La SF chinoise – Le phénomène Liu Cixin

Sans surprise, il faut bien constater que la science-fiction en Chine a été, dès ses premières diffusions, au début du XXe siècle, soumise au contrôle politique, et utilisée à des fins nationalistes. On l’a appelée alors le « roman scientifique ».
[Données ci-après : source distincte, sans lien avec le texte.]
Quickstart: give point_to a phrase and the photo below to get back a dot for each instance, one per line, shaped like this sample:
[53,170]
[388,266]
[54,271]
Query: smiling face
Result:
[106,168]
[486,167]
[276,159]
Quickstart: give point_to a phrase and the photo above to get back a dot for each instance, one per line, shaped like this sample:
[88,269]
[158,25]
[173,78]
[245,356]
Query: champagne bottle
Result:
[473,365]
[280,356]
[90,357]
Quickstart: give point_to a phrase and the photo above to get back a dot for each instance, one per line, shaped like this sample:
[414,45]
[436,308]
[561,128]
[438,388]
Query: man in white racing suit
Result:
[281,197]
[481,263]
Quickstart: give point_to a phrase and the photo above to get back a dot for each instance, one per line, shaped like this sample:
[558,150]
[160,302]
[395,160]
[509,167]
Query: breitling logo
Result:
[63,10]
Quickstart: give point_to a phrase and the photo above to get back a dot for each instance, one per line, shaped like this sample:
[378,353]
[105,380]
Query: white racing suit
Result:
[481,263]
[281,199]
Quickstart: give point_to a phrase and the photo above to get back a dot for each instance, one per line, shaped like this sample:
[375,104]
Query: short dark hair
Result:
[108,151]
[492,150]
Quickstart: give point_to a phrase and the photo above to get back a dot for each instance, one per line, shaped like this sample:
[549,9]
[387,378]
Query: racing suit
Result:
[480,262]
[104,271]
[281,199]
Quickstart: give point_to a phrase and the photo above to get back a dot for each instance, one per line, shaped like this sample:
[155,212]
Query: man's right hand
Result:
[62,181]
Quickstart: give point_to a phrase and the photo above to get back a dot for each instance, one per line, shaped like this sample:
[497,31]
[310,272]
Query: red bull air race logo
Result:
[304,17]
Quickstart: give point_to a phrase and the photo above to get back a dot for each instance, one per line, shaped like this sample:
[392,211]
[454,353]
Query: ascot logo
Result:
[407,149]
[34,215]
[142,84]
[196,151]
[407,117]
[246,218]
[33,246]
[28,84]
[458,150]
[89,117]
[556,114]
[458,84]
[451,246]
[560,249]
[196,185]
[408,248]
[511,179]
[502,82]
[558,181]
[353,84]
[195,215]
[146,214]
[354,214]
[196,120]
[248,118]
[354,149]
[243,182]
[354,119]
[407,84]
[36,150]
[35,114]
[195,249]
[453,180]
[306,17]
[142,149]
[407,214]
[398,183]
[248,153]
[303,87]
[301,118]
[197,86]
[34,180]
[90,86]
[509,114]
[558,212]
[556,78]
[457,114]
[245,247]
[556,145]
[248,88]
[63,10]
Entre 1956 et 66, Mao engage une « marche pour la science ». Occasion de publier des romans mélangeant fiction et science, destinées alors seulement à un public enfantin. Ce sont des œuvres résolument optimistes. La science-fiction, a alors essentiellement une fonction : projeter une société communiste idéale, réalisée grâce au progrès technologique, ce qui revient à véhiculer l’idéologie maoïste.
La Révolution culturelle marque un coup d’arrêt brutal à ce genre de production scientifico-littéraire. Tout ce qui ne répond pas au strict agenda maoïste est désormais considéré comme réactionnaire.
A la fin des années 1970, après la mort de Mao et l’arrestation de la « Bande des Quatre », des personnalités politiques, intellectuelles, artistiques, après avoir été persécutées pendant la Révolution culturelle, sont réhabilitées. La science-fiction chinoise va pouvoir faire son retour. La mise en place de cette relative politique d’ouverture, lui permet de connaître un grand succès. Des publications d’auteurs chinois, souvent de scientifiques réhabilités, se multiplient.
La revue Littérature scientifique consacre une grande partie de ses numéros à la traduction d’œuvres de SF occidentale. Le pouvoir, néanmoins, continue de demander à ses auteurs de témoigner de leur confiance optimiste en les progrès scientifiques du pays.
Le premier roman de SF chinois à paraître dans une revue littéraire, la littérature du peuple s’intitule : Le Rayon mortel de l’île de corail, de Tong Enzheng., qui remporte le prix de la « meilleure nouvelle chinoise » en 1978.
Hélas ! la « Campagne contre la pollution spirituelle » lancée en septembre 1983 par les conservateurs du Parti, va signer l’arrêt – encore une fois- de la SF chinoise. Les motifs ? Substitution de la science par l’imagination, et aussi influence de l’Occident.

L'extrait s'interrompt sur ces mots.